A proposed UN resolution would establish a United Nations political mission to oversee implementation of a ceasefire and the withdrawal of rival forces from Yemen's key port of Hodeida.
The British-drafted resolution would approve Secretary-General Antonio Guterres' proposal for up to 75 UN monitors to be deployed for an initial period of six months.
The draft resolution says the monitors would oversee the ceasefire in Hodeida and the surrounding area, demining operations at Hodeida and the smaller ports of Salif and Ras Issa, and the redeployment of forces.
They would also work with Yemen's government and Houthi rebels to assure that local forces provide security at the three ports.
Diplomats said the Security Council is expected to vote on the draft resolution next week.
The council voted unanimously December 21 to authorise the deployment of UN monitors to observe implementation of the agreement between the government and the Houthis signed in Stockholm on December 13 to monitor the ceasefire in Hodeida and the surrounding area and the pullout of rival forces.
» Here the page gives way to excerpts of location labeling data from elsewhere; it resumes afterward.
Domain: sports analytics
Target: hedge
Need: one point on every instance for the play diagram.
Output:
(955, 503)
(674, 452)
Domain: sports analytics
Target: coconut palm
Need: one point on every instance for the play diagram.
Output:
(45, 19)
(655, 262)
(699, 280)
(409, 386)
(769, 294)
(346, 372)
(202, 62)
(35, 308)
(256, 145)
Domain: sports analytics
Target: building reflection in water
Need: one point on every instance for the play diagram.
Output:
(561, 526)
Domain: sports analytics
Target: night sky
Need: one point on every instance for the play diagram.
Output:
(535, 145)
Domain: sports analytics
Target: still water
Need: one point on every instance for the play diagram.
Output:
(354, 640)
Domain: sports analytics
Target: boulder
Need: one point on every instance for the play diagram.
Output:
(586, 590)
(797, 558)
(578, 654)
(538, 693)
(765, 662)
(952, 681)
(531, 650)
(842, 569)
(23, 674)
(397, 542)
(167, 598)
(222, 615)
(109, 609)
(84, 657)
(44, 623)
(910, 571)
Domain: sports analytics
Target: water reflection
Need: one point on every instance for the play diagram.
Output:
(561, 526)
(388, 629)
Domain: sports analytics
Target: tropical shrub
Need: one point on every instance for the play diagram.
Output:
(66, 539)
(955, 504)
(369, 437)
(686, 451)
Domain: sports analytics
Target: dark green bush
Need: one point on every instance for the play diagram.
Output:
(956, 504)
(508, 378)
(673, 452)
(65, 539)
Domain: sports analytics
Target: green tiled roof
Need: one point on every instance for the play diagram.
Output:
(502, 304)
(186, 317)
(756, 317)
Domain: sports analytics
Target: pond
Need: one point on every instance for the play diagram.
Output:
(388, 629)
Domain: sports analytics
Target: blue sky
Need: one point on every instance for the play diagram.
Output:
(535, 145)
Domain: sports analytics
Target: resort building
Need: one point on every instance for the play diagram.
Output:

But that was only for 30 days, so a new resolution is needed to extend the deployment and establish a more permanent UN operation.
The ceasefire, which went into effect on December 18, has halted months of heavy fighting in Hodeida, whose port handles 70 per cent of the food and humanitarian aid imported into Yemen.
UN spokesman Stephane Dujarric said on Wednesday that there are currently about 20 monitors in Yemen, stressing that their deployment also hinges on the security situation, which he called "fairly delicate, to say the least".
While the ceasefire and withdrawal of forces are limited, the Stockholm agreement, if fully implemented, could offer a potential breakthrough in Yemen's four-year civil war that has brought the country to the brink of starvation and created the world's worst humanitarian crisis.
Martin Griffiths, the UN envoy for Yemen, told the Security Council that progress so far has been "gradual and tentative" and new talks between the warring sides won't take place until there is "substantive progress". Griffiths had said there would be a new round of talks in January but diplomats said he is now looking to February.
The envoy said Yemen's government and Houthi rebels "have largely adhered" to the ceasefire, but progress on a pullout of rival forces, humanitarian access and other issues agreed to in Stockholm has been slow. He cited a lack of trust by the parties and said there will be many hurdles ahead.
But Griffiths said "speedy implementation is crucial," and urged both sides "to engage regularly and in good faith" with the UN monitoring team under retired Dutch Maj-Gen. Patrick Cammaert, who would head the political mission.
Griffiths said that he is working with the Houthis and the government to make sure the next round of talks "will happen at the earliest possible date", and that those consultations will not only monitor progress on the Stockholm agreement but discuss "the fundamental issues that need to be addressed to resolve this conflict".
UN humanitarian chief Mark Lowcock told the council that the humanitarian situation in Yemen hasn't improved since the Stockholm agreement and "remains catastrophic", with 80 per cent of the population - over 24 million people - now in need of assistance. "They include nearly 10 million people just one step away from famine," he said.